A printed image of the most iconic photograph in military history, Joe Rosenthal’s Flag Raising on Iwo Jima, signed in the clear sky to the right of the outstretched hands of the Marines by John H. Bradley, whose son wrote “Flags of our Fathers.” Signed “John H. Bradley Ph(armacist) M(ate) 2/C”. The black and white photograph measures 7 inches wide by 8 inches high.
Bradley was a medic on Iwo Jima and one of the Marines who raised the flag on Mount Suribachi. Six Marines raised the second flag, the event memorialized by AP photographer Joe Rosenthal. All of the Marines quickly moved on in combat; three were killed before it was realized that this photograph was igniting a sense of purposefulness in the country. Bradley and two others, Gagnon and Ira Hayes, were located and brought to the United States for a bond drive, a drive which Bradley and Hayes found unnerving. Like all combat veterans they didn’t believe they had done anything special, and were no more deserving of being heralded than all the other Marines.

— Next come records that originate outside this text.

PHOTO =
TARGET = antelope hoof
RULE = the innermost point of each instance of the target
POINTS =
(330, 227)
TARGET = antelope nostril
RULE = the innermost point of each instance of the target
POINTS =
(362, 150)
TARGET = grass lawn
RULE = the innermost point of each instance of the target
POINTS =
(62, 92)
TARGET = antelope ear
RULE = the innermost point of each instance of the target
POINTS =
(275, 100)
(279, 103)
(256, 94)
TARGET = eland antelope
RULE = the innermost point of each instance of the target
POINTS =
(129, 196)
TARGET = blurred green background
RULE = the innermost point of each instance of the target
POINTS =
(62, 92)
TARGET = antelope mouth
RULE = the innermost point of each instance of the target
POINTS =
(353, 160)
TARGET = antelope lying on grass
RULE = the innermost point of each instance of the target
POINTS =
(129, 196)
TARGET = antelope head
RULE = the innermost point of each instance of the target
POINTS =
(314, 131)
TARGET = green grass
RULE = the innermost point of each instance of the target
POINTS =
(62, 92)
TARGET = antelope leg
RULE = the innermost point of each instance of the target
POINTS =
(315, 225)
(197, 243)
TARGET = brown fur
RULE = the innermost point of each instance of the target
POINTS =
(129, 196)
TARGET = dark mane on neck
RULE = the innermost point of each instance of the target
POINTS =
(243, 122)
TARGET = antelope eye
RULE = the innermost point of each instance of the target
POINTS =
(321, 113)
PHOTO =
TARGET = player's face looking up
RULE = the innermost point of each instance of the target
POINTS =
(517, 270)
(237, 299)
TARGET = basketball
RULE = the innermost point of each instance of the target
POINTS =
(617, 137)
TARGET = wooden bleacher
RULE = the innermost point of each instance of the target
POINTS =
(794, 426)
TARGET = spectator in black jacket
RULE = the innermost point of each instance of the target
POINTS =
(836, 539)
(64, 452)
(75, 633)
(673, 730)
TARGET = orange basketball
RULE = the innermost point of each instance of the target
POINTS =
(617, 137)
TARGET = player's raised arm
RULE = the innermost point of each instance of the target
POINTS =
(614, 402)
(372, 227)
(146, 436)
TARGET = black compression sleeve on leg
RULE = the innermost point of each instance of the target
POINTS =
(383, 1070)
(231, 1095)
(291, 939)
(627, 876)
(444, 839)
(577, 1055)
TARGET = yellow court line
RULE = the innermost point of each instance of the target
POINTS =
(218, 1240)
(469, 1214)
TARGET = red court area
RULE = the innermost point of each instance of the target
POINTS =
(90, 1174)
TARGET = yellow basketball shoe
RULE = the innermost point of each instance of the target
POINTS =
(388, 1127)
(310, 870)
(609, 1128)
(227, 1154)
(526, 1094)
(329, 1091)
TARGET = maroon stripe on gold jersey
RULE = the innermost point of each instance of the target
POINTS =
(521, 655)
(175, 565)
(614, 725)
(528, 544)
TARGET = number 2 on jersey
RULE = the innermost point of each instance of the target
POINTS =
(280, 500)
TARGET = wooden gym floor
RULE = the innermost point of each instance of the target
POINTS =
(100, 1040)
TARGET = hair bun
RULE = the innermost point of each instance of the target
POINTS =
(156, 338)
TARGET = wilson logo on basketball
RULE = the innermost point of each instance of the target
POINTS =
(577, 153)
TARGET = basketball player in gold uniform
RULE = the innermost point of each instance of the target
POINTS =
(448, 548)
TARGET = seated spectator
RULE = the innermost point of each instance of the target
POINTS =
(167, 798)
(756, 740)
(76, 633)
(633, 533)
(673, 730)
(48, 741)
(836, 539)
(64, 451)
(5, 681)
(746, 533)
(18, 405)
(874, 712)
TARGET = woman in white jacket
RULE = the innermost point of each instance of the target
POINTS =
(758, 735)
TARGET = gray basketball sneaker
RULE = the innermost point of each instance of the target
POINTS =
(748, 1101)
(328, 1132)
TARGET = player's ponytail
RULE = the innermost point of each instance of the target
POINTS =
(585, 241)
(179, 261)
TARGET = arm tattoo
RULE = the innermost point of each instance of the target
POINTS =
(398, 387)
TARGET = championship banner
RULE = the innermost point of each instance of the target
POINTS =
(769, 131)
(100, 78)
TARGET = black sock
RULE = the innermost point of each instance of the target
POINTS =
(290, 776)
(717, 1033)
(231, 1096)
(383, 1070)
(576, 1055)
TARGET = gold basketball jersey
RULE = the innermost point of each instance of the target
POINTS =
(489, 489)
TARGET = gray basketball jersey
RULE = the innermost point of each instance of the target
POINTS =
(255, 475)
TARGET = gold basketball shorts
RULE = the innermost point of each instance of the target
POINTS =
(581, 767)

Hayes, an Indian, took to heavy drinking, and was granted his desire to return to combat where he felt more comfortable. Bradley held the group together thru the bond tour around the country. Hayes later died of alcoholism, Gagnon faded once the spot light was off, and Bradley never spoke of his experiences. He led a productive life and his son, after his death, wrote Flags of Our Fathers, in a journey to discover what his father did in the war. It later became a Clint Eastwood movie.
Recent photographic research has determined that two identifications of the six Marines were wrong and that Bradley didn’t know there were two flag raisings and assumed the one he participated in, the first, was the Rosenthal photograph.
Framed (in blue inner and outer mats with a silver frame) dimensions: 13 inches wide by 14 7/8 inches high.